The study, published in the Journal of Clinical Oncology [link here], investigated the prevalence of HER2 overexpression in 806 patients comprising high-risk, recurrent and advanced endometrial cancer (EC) including all histotypes and molecular classes.
It found HER2 expression was absent and considered HER2-negative in the majority of patients (74.8%) while any HER2 overexpression – faint IHC reactivity (IHC 1+), moderate reactivity (IHC 2+) or strong reactivity (IHC 3+) – was seen in 25.2%.
Of those, 7.9% were HER2-positive (4.5% IHC 3+ and 3.5% IHC 2+ with amplification of ERBB2), and 17.2% were HER2-low (10% IHC 1+ and 7.2% IHC 2+ without amplification).
“HER2 overexpression (low or positive) was observed more commonly in recurrent/metastatic and primary advanced disease, compared with the stage I-III high-risk population,” the study said.

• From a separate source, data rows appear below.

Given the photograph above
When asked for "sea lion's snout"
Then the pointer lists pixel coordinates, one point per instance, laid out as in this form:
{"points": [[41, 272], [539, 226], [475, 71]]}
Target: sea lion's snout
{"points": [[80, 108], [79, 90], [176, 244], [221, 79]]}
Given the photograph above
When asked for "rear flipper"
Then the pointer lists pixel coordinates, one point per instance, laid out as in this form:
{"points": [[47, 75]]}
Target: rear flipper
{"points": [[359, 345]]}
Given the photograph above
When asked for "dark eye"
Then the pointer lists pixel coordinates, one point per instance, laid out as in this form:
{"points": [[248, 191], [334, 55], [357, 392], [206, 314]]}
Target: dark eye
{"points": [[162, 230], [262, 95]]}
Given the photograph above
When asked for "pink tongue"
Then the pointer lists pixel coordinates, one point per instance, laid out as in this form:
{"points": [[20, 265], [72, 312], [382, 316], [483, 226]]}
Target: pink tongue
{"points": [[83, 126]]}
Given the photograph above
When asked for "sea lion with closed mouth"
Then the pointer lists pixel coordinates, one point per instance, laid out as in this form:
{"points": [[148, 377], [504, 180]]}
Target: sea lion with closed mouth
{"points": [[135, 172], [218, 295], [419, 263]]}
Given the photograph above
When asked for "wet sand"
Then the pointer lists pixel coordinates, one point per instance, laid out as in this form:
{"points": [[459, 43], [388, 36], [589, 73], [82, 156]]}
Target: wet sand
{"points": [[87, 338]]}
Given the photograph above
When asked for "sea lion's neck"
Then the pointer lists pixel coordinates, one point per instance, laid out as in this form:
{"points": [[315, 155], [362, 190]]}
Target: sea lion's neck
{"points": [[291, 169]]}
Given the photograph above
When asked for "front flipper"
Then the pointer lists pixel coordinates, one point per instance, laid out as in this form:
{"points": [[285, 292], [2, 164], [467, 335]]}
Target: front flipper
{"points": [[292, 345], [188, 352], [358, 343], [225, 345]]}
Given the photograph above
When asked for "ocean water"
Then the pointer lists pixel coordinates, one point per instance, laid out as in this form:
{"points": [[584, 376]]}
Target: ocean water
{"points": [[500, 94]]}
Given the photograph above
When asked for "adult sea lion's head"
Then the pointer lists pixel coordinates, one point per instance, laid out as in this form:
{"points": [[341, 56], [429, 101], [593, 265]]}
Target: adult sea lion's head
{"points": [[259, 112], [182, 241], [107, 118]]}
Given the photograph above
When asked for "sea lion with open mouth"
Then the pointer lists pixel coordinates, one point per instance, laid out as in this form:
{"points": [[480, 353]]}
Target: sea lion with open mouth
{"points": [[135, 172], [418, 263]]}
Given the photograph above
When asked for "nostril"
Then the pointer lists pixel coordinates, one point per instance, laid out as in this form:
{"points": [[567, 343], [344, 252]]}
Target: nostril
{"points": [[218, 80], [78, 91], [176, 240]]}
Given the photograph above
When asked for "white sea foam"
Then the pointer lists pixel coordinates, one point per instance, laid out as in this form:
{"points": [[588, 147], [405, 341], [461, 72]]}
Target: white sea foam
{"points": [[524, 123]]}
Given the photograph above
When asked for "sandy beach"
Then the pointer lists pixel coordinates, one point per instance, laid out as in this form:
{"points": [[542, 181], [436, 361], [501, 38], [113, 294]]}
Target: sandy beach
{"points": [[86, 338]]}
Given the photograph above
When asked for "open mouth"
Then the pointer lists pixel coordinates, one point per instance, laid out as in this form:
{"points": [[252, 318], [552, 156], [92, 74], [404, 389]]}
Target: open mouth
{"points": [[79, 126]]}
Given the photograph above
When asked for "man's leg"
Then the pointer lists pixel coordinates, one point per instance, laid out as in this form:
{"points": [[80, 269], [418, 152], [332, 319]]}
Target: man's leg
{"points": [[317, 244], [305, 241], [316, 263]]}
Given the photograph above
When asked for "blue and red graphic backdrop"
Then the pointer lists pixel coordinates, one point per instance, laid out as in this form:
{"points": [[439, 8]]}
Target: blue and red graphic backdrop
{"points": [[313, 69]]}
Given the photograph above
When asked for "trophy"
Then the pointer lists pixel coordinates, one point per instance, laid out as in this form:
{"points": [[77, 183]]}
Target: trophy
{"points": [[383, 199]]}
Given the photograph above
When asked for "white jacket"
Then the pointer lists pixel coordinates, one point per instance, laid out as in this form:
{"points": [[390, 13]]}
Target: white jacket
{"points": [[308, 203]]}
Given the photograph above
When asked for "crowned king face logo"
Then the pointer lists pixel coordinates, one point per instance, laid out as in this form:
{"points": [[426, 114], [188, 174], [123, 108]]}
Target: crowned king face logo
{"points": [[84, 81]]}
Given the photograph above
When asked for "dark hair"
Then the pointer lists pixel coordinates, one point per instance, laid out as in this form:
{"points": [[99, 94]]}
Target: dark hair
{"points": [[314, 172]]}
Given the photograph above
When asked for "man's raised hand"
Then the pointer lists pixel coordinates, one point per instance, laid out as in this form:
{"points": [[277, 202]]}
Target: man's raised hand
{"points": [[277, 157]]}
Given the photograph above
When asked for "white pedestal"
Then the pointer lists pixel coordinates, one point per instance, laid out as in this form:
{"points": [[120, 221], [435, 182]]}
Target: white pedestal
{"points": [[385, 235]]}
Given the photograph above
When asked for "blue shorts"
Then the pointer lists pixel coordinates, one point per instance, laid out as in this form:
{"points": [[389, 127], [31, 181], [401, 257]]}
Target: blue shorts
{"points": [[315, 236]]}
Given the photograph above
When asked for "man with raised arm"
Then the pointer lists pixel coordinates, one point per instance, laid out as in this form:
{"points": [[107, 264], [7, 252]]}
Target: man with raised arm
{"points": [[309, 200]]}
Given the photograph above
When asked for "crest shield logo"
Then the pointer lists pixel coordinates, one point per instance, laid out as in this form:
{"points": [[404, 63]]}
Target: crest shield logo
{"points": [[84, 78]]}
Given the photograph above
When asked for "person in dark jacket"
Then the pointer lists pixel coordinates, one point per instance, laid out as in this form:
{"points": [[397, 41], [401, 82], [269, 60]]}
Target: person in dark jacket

HER2-positive tumours were almost all (98.4%) of the p53abn molecular class and were often (44%) of the serous EC subtype while HER2-low was not restricted to a specific histotype or molecular class.
“Given the strong association between HER2-positivity and p53abn EC, HER2 amplification may act as an oncogenic driver in these tumours. In contrast, HER2-low expression less likely plays a role in tumour progression,” the study said.
“Nevertheless, HER2-low expression has gained clinical relevance as it may represent a druggable target. Testing for HER2-low expression in future studies investigating the efficacy of T-DXd in EC should be performed on all EC, regardless of histotype or molecular class.”
The study found no independent prognostic value in high-risk EC.
“This was also supported by previous work demonstrating no significant independent prognostic value of HER2-positivity in EC,” the investigators said.
“Similarly, a lack of prognostic significance has been observed for HER2-low in other malignancies.”
The investigators, including Professor Linda Milshkin from the Peter MacCallum Cancer Centre in Melbourne, said there were some challenges identified in HER2 scoring in the EC population such as heterogeneity of staining.
“Future research should focus on the development of reproducible testing methods to reliably identify non-amplified HER2 protein–expressing tumours that may benefit from T-DXd.”